First, we'll load the observations and background data.
```{r}
source("setup.R")
obs = sf::read_sf(file.path("data", "obs", "obs-covariates.gpkg")) |>
na.omit()
bkg = sf::read_sf(file.path("data", "bkg", "bkg-covariates.gpkg")) |>
na.omit()
```
This time we want to make a a single model that covers May through October. We need to filter out the records by month, so first we'll make a `month_name` variable.
```{r}
months = month.abb[5:10]
obs = obs |>
dplyr::mutate(month_name = factor(format(month_id, "%b"),
levels = month.abb)) |>
dplyr::filter(month_name %in% months)
bkg = bkg |>
dplyr::mutate(month_name = factor(format(month_id, "%b"),
levels = month.abb)) |>
dplyr::filter(month_name %in% months)
```
Let's make a 'standard summer' to use for prediction by computing the mean `sst`, `u_wind` and `v_wind`.
```{r}
sst_path = "data/oisst"
sst_db = oisster::read_database(sst_path) |>
dplyr::arrange(date) |>
dplyr::mutate(month = format(date, "%b")) |>
dplyr::filter(month %in% months)
wind_path = "data/nbs"
wind_db = nbs::read_database(wind_path) |>
dplyr::arrange(date)|>
dplyr::mutate(month = format(date, "%b"))|>
dplyr::filter(month %in% months)
u_wind_db = wind_db |>
dplyr::filter(param == "u_wind")
v_wind_db = wind_db |>
dplyr::filter(param == "v_wind")
preds = read_predictors(sst_db = sst_db,
u_wind_db = u_wind_db,
v_wind_db = v_wind_db)
```
Next we can make a 'standard' summer by computing the mean for each attribute.
```{r}
prreds = stars::st_apply(preds, c("x", "y"), mean,
na.rm = TRUE) |>
print()
```
Now we can make the models for those months, but we need to establish the number of background points for each model. Let's do a simple progression... from 10 to 10000. We'll build a model for each number of background points, make a predictive map and then compute AUC.

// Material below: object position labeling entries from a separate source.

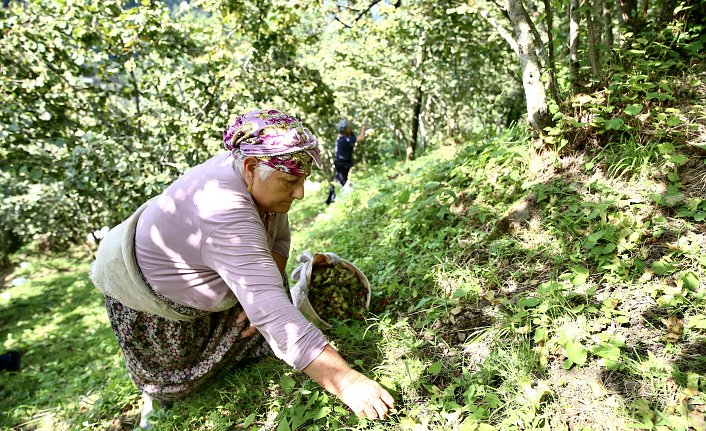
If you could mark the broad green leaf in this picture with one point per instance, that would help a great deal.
(607, 351)
(614, 124)
(581, 275)
(249, 420)
(322, 413)
(283, 425)
(678, 159)
(469, 424)
(633, 109)
(287, 383)
(434, 368)
(697, 321)
(576, 352)
(403, 197)
(661, 268)
(690, 281)
(665, 148)
(528, 302)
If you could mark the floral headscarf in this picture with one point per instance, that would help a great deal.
(277, 139)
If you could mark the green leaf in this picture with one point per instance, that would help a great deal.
(697, 322)
(576, 352)
(690, 281)
(322, 413)
(678, 159)
(287, 383)
(674, 121)
(607, 351)
(434, 368)
(665, 148)
(633, 109)
(528, 302)
(614, 124)
(283, 425)
(403, 197)
(249, 420)
(661, 268)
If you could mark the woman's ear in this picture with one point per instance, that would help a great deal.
(250, 167)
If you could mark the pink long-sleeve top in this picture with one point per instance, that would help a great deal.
(202, 243)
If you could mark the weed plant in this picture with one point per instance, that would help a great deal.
(511, 289)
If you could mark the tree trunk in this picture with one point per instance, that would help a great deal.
(537, 111)
(418, 96)
(608, 24)
(592, 42)
(551, 61)
(574, 20)
(628, 12)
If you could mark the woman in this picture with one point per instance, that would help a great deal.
(186, 273)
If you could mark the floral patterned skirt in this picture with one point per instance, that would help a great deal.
(169, 359)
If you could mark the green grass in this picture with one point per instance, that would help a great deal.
(511, 290)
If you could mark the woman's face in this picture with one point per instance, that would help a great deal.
(275, 193)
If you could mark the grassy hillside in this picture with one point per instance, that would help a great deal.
(512, 289)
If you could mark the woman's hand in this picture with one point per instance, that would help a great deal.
(364, 396)
(240, 324)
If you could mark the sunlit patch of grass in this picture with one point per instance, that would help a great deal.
(72, 373)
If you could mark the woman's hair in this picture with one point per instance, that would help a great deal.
(263, 170)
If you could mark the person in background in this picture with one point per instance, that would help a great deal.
(194, 280)
(343, 156)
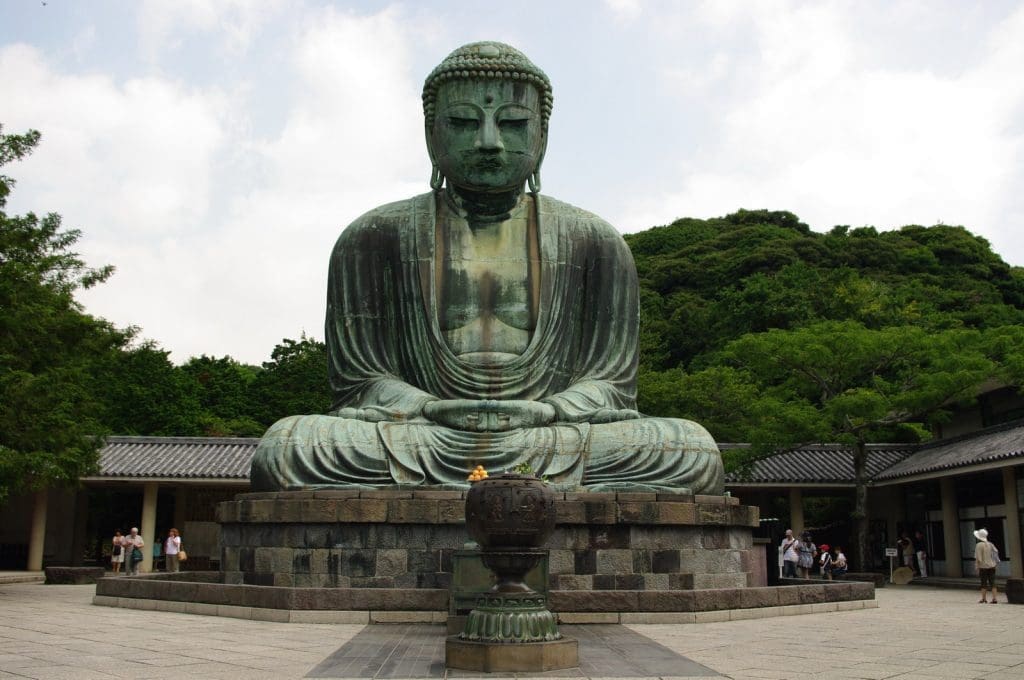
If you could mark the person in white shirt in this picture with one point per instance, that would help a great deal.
(171, 548)
(986, 558)
(132, 541)
(790, 555)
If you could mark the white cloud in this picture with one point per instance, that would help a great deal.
(826, 133)
(220, 237)
(625, 10)
(163, 27)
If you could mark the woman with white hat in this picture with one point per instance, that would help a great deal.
(986, 557)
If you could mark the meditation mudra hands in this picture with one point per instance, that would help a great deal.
(488, 415)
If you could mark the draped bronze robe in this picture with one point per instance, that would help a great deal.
(388, 355)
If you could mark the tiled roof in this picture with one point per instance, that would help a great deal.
(228, 459)
(826, 464)
(998, 443)
(184, 458)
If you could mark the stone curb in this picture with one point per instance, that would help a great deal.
(399, 617)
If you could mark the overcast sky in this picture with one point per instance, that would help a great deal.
(212, 152)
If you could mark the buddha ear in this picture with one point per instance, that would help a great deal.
(535, 177)
(436, 179)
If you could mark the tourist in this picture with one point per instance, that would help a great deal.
(920, 549)
(839, 563)
(825, 561)
(117, 552)
(133, 545)
(171, 548)
(806, 550)
(986, 558)
(790, 555)
(905, 546)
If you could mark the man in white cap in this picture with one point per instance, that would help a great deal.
(986, 557)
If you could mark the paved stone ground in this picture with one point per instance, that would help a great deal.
(915, 633)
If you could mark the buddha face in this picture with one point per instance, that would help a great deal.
(486, 134)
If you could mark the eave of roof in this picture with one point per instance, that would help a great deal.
(821, 465)
(195, 459)
(993, 448)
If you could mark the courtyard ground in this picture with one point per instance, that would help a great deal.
(915, 633)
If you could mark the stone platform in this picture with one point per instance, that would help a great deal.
(374, 556)
(407, 540)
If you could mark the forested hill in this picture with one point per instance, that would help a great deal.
(705, 283)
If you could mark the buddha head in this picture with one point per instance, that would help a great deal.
(485, 113)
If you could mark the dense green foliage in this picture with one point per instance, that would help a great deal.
(766, 332)
(708, 283)
(47, 344)
(68, 378)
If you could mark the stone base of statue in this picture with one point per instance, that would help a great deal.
(406, 539)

Comments in the code block below help explain the steps taken.
```{r}
# choose a sequence of background counts
nback = c(10, 20, 50, 100, 250, seq(from = 500, to = 10000, by = 500))
# iterate through each count
x = lapply(nback,
# for each count apply this function where
# @param nbk count of background to use
# @param ob the full observation set
# @param bk the full background set
# @param preds the predictor rasters
# @return a one row tibble with count and presence AUC
function(nbk, ob = NULL, bk = NULL, preds = NULL){
# prepare all of the observations
obn = dplyr::select(ob, dplyr::all_of(c("sst", "u_wind", "v_wind"))) |>
sf::st_drop_geometry()
# prepare and then sample the background
set.seed(1234)
bkn = dplyr::select(bk, dplyr::all_of(c("sst", "u_wind", "v_wind"))) |>
sf::st_drop_geometry() |>
dplyr::slice_sample(n=nbk)
# make the vector that identifies obs-vs-bkg
flag = c(rep(1, nrow(obn)), rep(0, nrow(bkn)))
# create the input data in the same order as the flag
input = dplyr::bind_rows(obn, bkn)
# build model!
model = maxnet::maxnet(flag, input)
# predict!
p = predict(model, preds, type = 'cloglog')
# compute pAUC
pauc = maxnetic::pAUC(p, ob, time_column = NULL)
# return a tibble
dplyr::tibble(nbkg = nbk, AUC = pauc$area)
}, ob = obs, bk = bkg, preds = preds) |>
# bind all of the individual tibbles into one data frame (still a tibble)
dplyr::bind_rows() |>
dplyr::glimpse()
```
Now we can show these with a simple plot.
```{r}
#| code-fold: true
ggplot2::ggplot(data = x, ggplot2::aes(x = nbkg, y = AUC)) +
ggplot2::geom_point() +
ggplot2::geom_smooth(method = "loess", se = TRUE, formula = y ~ x) +
ggplot2::labs(x = "Number of Background Points",
title = "Choosing the number of background points")
```
This workflow reveals to us that for the seasonal May-Oct model that we get no improvement in AUC once we get to about 2500. With this hindsight in hand we might have chosen a much smaller number of background points with significant loss of modeling power.